PRAY: Pray for people who look up to you–either for good or bad. In that case, you are their teacher and leader. Ask God who he is asking you to reach out to as an informal teacher or leader. Or you may want to simply pray about what you pass on to others.
Dear Heavenly Father, there are days when I am painfully aware that I do not put forth the example you prefer. Some days, I don’t even put forth the example I would prefer. But Lord, I pray that, on those days, I would not diminish terribly your name in the eyes of those that desperately need to see you. I ask forgiveness for when I’ve led others astray. I pray for the wisdom to know when to speak and when to listen. I pray for the words to say that I might honor you, and for the appropriate actions to take when something more than words are required, and I pray for discernment to know the difference. I pray for strength not to act when I shouldn’t. I pray for the courage to act when action is necessary.
LIVE: Sit in the quiet with God, holding before him those who follow you or look up to you. You might wish to ask God, “What do I need to know about myself as a teacher or leader?” Ideas might not come to you right away. Note those that do, and keep watch for them in the coming days and weeks.
If you are a parent, then you already have an idea who your followers are. But, what you may not have realized yet is that your children’s friends, if they visit often, could also be your followers. It never occurred to me until my kids were in high school, and one of my daughter’s friends remarked about how cool it was that we had “rules and stuff.” For her, it was a given, and sometimes an annoying one. But for her friend, who seemed to have no curfew, and who frequently was locked out of his house, it was a novelty. Not long after making that remark, this young man found out that his family was about to move, and he asked if he could come stay with us. It didn’t happen for a number of reasons, not the least of which comes down to the fact that moving is just a part of military life, and for whatever reason, God decided this young man needed to be born into a military family, and with that, comes having to move.
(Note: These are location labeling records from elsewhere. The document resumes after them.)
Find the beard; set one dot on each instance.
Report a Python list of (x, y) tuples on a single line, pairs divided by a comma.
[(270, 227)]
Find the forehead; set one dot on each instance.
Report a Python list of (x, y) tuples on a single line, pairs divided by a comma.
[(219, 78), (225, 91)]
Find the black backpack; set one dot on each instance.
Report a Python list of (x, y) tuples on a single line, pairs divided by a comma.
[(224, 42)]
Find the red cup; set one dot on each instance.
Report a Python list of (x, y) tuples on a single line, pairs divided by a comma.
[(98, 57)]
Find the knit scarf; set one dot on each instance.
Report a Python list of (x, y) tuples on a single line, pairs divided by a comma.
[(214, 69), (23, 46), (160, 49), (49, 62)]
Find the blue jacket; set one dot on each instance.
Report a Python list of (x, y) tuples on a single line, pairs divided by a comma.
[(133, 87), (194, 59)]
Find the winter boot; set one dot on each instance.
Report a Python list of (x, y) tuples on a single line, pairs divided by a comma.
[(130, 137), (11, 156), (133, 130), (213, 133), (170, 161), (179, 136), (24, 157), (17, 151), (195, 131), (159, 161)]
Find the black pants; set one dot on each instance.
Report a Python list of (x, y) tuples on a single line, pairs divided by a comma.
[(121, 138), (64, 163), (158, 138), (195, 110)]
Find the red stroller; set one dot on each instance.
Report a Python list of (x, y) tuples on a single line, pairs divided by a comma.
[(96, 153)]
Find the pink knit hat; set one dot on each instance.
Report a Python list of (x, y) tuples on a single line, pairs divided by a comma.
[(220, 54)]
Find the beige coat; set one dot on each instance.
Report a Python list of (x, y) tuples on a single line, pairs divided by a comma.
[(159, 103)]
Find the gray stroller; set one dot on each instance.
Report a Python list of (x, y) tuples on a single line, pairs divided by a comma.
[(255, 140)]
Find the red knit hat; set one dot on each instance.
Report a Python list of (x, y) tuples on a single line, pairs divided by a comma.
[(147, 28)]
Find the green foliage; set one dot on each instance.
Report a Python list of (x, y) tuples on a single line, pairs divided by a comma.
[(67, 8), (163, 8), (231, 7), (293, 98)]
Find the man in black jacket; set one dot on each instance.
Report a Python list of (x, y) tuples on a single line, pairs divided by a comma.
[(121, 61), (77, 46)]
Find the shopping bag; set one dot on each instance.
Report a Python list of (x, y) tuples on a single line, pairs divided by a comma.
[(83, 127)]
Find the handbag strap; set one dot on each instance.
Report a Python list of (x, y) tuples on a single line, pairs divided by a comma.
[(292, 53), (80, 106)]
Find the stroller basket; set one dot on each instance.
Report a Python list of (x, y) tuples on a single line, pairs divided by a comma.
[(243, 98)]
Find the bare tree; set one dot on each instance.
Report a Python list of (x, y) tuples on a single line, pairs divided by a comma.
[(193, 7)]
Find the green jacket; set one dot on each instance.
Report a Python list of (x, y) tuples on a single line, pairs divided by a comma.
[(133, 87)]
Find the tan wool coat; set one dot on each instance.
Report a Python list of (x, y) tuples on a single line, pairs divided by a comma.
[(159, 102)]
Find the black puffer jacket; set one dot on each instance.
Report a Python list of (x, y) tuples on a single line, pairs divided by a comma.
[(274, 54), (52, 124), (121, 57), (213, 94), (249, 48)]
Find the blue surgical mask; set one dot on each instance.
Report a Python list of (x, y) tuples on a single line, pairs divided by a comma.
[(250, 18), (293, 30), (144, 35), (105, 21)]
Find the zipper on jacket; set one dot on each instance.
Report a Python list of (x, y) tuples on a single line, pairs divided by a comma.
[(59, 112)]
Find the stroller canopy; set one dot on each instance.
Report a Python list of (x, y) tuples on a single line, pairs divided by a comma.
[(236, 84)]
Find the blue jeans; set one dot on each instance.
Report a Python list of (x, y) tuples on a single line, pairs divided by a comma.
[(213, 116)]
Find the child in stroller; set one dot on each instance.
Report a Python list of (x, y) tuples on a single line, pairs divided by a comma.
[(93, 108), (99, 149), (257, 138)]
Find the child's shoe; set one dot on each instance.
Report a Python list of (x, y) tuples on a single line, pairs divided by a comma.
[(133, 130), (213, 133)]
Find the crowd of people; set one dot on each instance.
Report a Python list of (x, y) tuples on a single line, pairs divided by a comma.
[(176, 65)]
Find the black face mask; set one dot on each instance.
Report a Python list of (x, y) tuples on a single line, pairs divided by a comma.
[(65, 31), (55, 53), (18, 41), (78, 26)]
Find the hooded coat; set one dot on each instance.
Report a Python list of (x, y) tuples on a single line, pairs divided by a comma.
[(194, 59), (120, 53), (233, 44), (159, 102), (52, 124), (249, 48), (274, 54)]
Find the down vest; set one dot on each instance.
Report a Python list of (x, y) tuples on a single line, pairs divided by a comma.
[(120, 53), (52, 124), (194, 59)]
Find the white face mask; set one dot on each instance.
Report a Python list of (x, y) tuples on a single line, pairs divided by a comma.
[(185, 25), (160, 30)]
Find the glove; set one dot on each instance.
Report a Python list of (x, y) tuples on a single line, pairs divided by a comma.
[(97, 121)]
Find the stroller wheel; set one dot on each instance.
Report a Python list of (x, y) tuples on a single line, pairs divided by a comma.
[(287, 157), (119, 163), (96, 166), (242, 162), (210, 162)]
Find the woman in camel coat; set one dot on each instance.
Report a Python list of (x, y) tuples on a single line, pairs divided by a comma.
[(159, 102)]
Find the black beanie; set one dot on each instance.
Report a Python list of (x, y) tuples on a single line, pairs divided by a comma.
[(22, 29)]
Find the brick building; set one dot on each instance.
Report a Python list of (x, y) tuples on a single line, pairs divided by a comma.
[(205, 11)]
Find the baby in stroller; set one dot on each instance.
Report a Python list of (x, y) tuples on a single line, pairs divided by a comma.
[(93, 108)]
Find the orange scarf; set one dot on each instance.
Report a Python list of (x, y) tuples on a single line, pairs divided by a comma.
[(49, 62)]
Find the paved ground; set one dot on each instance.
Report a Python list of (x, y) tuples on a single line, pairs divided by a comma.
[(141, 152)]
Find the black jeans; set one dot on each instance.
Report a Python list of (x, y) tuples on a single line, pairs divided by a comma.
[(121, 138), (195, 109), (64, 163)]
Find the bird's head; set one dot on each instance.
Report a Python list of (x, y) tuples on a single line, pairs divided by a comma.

Take a look around. See who’s watching you. Maybe you teach Sunday School. Are the siblings of your students watching you? Are their parents? Are you a crossing guard? Are you employed outside the home? There are probably many more people watching you than you think? Likely, there are as many people watching you as you are watching. If that’s the case, then isn’t it also likely that your sphere of influence is much larger than you think? Isn’t it possible that you are affecting many more people than maybe you thought when you initially read this passage? Keeping that in mind, what example are you setting?